All of Asia is awash in a sea of modernity. The march to modernity launched by Japan during the 1860s as part of the Meiji Restoration has finally crossed China, Southeast Asia, and India to reach West Asia. The fastest-growing economies in the world are found in the region from Tehran to Tokyo. Trade flows are massive. Borders are open. A much-heralded automobile race from Tehran to Tokyo proceeds via Kabul and Karachi, north across Karakoram highway to Urumqi, finally reaching Beijing and Pyongyang and crossing to Tokyo. As competitors speed across this vast region, they view a landscape ruled by peace and prosperity.
The Arab world too is awash in modernity.
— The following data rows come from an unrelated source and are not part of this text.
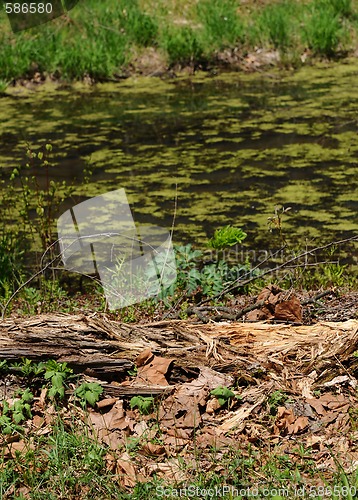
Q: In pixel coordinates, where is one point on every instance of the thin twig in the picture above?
(238, 282)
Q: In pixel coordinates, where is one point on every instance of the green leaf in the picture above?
(226, 237)
(144, 405)
(89, 392)
(222, 394)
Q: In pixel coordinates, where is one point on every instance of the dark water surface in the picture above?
(230, 147)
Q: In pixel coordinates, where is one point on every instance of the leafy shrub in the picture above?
(182, 44)
(221, 24)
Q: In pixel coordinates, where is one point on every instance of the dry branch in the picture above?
(107, 349)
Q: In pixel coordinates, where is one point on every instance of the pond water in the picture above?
(229, 147)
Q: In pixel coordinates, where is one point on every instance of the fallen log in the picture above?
(107, 349)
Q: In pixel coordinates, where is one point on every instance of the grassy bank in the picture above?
(104, 40)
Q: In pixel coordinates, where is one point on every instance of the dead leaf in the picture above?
(144, 357)
(153, 370)
(298, 425)
(289, 310)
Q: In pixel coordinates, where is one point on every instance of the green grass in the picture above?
(100, 39)
(67, 463)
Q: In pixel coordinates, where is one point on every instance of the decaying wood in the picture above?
(105, 348)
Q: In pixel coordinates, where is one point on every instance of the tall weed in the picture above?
(322, 29)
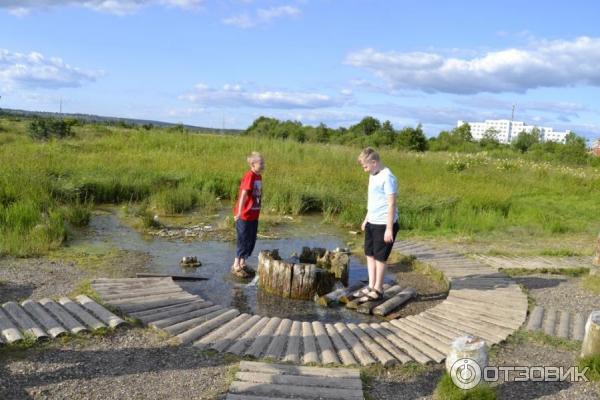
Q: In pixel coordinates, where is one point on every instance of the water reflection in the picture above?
(216, 258)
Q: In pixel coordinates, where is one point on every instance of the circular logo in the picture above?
(465, 373)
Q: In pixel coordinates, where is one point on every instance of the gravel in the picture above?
(560, 292)
(127, 364)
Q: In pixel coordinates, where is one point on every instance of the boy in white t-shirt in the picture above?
(380, 224)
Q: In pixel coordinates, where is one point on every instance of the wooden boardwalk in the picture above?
(257, 380)
(47, 318)
(559, 323)
(535, 263)
(481, 302)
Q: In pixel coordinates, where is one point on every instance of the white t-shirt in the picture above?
(381, 185)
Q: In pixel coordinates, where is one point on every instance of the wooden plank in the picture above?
(105, 316)
(396, 301)
(385, 358)
(578, 327)
(155, 304)
(65, 319)
(48, 322)
(173, 307)
(240, 344)
(415, 331)
(280, 338)
(501, 321)
(549, 324)
(299, 380)
(366, 307)
(23, 320)
(412, 351)
(359, 350)
(8, 330)
(185, 316)
(343, 352)
(340, 373)
(475, 327)
(175, 277)
(457, 328)
(222, 343)
(213, 337)
(75, 309)
(564, 324)
(328, 354)
(263, 338)
(296, 391)
(208, 326)
(135, 294)
(183, 326)
(292, 352)
(424, 348)
(310, 347)
(384, 343)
The King Abdullah University of Science and Technology, founded in Saudi Arabia in 2009, has the largest R&D budget in the world. Young Arabs are the world’s most optimistic youth, excited about their futures. Many visit the great exhibitions in Baghdad and Damascus to learn how the magic of the great caliphates is being restored.
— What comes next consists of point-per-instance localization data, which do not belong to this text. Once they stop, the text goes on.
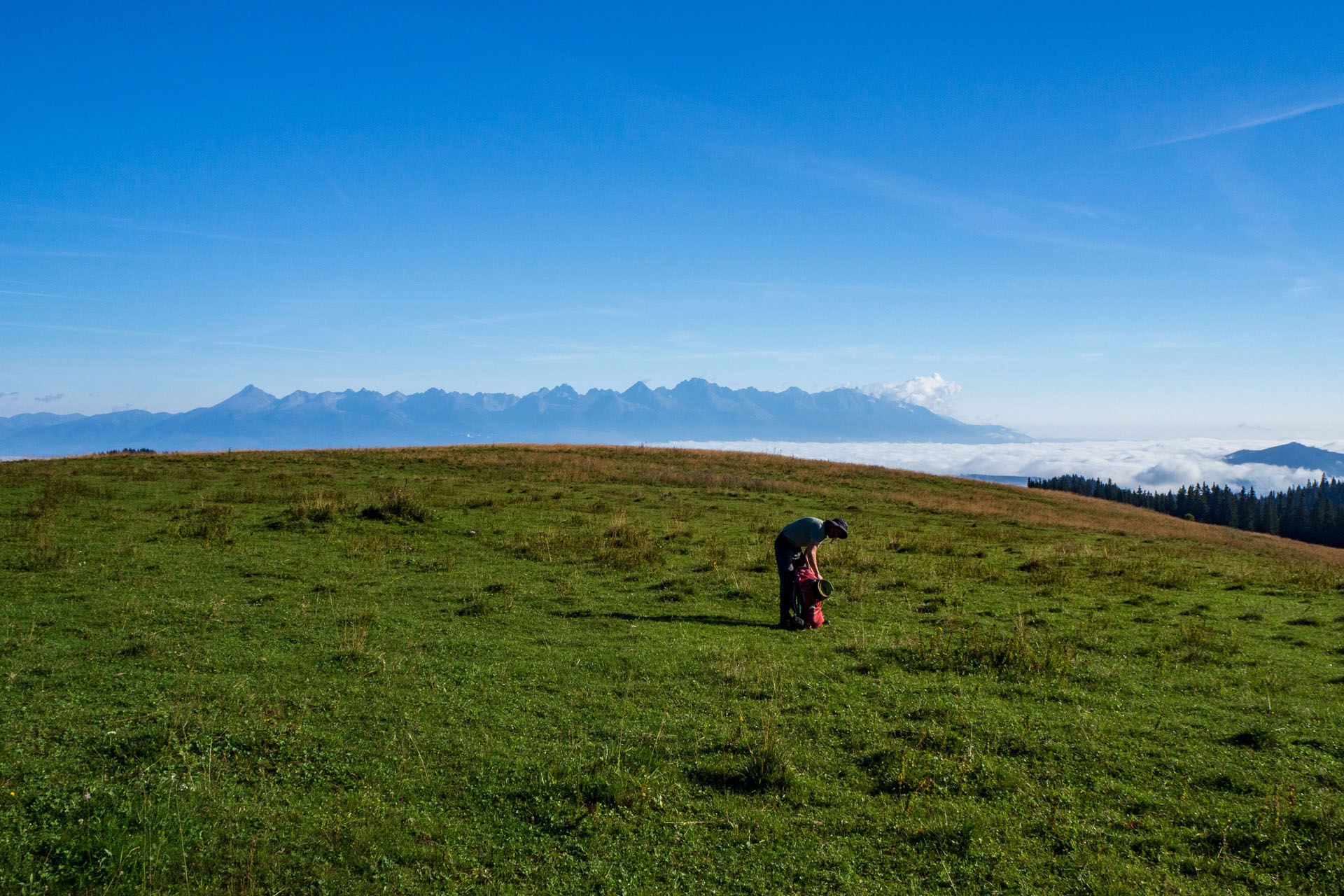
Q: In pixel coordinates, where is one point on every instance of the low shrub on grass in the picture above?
(397, 504)
(320, 507)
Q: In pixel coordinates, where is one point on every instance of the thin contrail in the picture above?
(1249, 122)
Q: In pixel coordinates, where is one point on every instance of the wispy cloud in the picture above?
(958, 210)
(34, 251)
(69, 298)
(1246, 124)
(176, 337)
(45, 216)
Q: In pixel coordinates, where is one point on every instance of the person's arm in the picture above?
(809, 556)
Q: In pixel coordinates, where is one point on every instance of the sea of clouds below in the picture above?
(1152, 465)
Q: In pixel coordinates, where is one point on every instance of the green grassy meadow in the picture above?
(547, 669)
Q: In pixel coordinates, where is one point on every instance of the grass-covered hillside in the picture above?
(549, 669)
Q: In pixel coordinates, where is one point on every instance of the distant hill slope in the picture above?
(692, 410)
(1294, 454)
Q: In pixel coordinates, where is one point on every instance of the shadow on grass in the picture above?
(698, 617)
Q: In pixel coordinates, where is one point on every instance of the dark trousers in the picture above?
(788, 558)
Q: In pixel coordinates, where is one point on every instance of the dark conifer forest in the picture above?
(1310, 512)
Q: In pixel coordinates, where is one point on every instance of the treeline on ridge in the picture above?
(1312, 512)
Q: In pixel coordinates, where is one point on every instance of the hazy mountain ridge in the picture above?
(1294, 454)
(692, 410)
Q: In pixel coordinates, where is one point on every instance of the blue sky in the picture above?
(1109, 222)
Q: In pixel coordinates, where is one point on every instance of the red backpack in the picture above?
(808, 598)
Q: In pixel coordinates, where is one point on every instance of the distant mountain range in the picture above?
(1294, 454)
(694, 410)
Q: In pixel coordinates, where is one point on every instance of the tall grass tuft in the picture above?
(397, 504)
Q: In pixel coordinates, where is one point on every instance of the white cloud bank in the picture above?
(933, 393)
(1154, 465)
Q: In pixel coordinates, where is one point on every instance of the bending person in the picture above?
(794, 547)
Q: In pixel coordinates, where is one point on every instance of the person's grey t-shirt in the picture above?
(806, 531)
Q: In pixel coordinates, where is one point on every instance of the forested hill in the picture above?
(1308, 512)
During the late 20th century, many Western experts predicted contentious geopolitical rivalries between the rising Asian powers, especially between China and Japan or China and India. Instead, the great Asian cultural renaissance now reminds Asian societies that they were all part of one culture before Western colonization divided the region. Nalanda, India’s ancient center of learning, which was founded more than 1,500 years ago, has once again become an educational center: the Harvard of the East. Scholars from Kabul and Samarkhand, Jakarta and Hanoi, Seoul, Beijing, and New Delhi once again flood to Nalanda.
In contrast to the geopolitical calm in Asia, Europe is now a tired, old continent that cowers before the Islamic renaissance. Each time the Arab League meets, Europe fears that new demands could be imposed on it to open its societies to Muslim migrants. In the face of an aging population, Europe has already “imported” 100 million young Middle Eastern Muslims; they are the region’s most dynamic and economically productive population. Still, despite several high-level Christian–Islamic dialogues, the millennia-old division between the two civilizations and their populations continues.
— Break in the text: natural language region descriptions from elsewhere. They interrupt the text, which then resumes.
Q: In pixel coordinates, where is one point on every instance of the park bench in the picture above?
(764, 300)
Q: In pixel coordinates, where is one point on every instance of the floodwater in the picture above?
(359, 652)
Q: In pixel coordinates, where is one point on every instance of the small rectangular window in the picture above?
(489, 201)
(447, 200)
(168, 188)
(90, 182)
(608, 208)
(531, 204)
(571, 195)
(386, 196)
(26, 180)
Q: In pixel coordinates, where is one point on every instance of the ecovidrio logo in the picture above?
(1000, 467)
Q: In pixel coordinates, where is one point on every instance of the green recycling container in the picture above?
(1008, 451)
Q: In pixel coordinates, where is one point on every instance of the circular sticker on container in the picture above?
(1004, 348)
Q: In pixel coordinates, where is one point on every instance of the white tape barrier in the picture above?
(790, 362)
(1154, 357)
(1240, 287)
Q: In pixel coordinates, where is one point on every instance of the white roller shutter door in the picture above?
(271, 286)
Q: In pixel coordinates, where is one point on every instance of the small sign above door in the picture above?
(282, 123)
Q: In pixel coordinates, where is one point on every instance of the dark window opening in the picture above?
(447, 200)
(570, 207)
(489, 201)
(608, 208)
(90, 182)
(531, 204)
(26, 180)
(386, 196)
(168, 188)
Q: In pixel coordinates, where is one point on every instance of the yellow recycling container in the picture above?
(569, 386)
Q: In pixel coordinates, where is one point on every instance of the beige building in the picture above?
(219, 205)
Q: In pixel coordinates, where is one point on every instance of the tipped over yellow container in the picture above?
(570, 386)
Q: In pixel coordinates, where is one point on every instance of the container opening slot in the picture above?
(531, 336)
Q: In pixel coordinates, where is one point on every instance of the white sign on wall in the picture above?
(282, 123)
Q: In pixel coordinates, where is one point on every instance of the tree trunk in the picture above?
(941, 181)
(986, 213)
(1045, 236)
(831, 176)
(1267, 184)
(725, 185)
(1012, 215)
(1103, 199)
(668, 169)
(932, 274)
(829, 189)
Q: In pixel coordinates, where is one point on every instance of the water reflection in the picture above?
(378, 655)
Torn between its Pacific and Atlantic destinies, Russia finally decides to join the European Union and is welcomed in by a worried Europe. Decision making no longer rests in London, Paris, and Berlin. Instead, the Moscow–Berlin axis dominates. The British, like the Portuguese, can barely remember that they once ruled a global empire.
The only consolation the British have is that English has become the common language of the European Union, the African Union, the Association of Southeast Asian Nations (ASEAN), and the Central Asian Caucus. With the English language comes a common set of values concerning how nations and societies should behave toward one another. The principles of the UN Charter and the Universal Declaration of Human Rights have become truly universalized. The world becomes a more “civilized” place.
In 2035, the US Congress decided to adopt two official languages: Spanish and English. This facilitates the nomination of the great grandson of Fidel Castro as secretary of state in 2040. He has two major challenges before him: rising demands from Latin America for the United States to join the Latin American Free Trade Association, and an equally pressing demand to join the greater Asian sphere of peace and prosperity. The nation’s still-growing Hispanic-American population demands closer ties with Latin America, while economic logic requires the United States to plug into Asia and avoid further global decline. In frustration, Fidel Castro IV cancels all trips to Europe, calling them a total waste of time. Only the assistant secretary of state for Europe visits European capitals.
In Africa, Nigeria and Sudan have broken into several states, while Ethiopia, Tanzania, and Ghana have become success stories. A recent wave of investment from China and India has fueled the economic expansion of several sub-Saharan states. Most modern African leaders were educated in Asian universities, and they look to the East as they make their plans for the future. The president of South Africa proposes a new Indian Ocean zone of prosperity; as a first step, South Africa and Indonesia set up a free-trade area that revives historical maritime links.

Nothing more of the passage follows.